Thursday, May 27, 2010

Parker Palmer's Let Your Life Speak

Parker Palmer’s Let Your Life Speak came at an interesting time for me. The group with which I was reading the book was focused primarily on vocational discernment, but I found a great light and hope in another focus of the book.

Palmer writes of a spiritual journey that takes him from one perceived “correct” place to a vocational home. He writes honestly and openly about the struggles he went through on his journey and includes a moving and important chapter on depression.

I have Generalized Anxiety Disorder and depression. At the time I read this chapter, I felt bombarded with messages from friends, from the church, and from media that my depression was a result of a lack of spiritual depth, or that it resulted as a larger part of a spiritual battle. Perhaps I was lazy, or unmotivated. Maybe I just needed someone to talk to (despite the fact that I could barely put into words my feelings). No one, save a few people, seemed to understand that these explanations, these attempts to “justify” my depression, served only to isolate and erase me. They built up the helpful souls saying them, but they were in no way meant as a true attempt to be in solidarity with me – to express love and support without a need for reasons why.

Palmer’s chapter on his battles with depression explores this feeling of isolation. He speaks of the pain, physical and emotional, that comes with isolation. His writing affirmed what I already felt: dealing with an individual’s depression exclusively as a symptom of something larger rather than as a place where that individual needs support defeats any purpose. But how do we support depressed people?

Palmer writes of a friend who came to visit him, who sat with him, washed his feet, and simply loved him. The friend understood that he could not enter the place where Palmer was, nor could he pull Palmer out of that place. So, he stood on the edge, and loved actively and quietly.

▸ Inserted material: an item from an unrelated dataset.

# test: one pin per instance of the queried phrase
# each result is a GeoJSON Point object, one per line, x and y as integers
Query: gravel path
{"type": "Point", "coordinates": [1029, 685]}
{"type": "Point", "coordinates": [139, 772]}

Palmer’s journey through depression was, he says, largely an issue of spiritual direction, but he acknowledges that he was only able to define the issues surrounding his depression after he had begun to leave it. As in most other “seasons” (Palmer’s term) of life, you cannot really identify where your journey is taking you until you have completed that piece of the journey. And to expect someone who may be incapable of hearing the divine or even the ordinary through their own pain to be able to shape their way out with great action is, simply, ridiculous. As Palmer knows, and many others understand, depression has a myriad of causes, and each of these causes may require a different approach for healing.  Casual bystanders cannot “treat” the depression because the cause, the need, the source of the pain is not clear – love and support are needed, perhaps a gentle encouragement to seek trained help of a medical, emotional or spiritual nature.

I can’t say that I gained a great deal of vocational confidence from Palmer’s book. I appreciated his idea that vocation may not be a matter of dramatic call, but of personal wholeness. But really, the greatest thing about Let Your Life Speak was the affirmation that I was just fine, that it was okay to ignore a world that was demanding I know things I could not possibly know.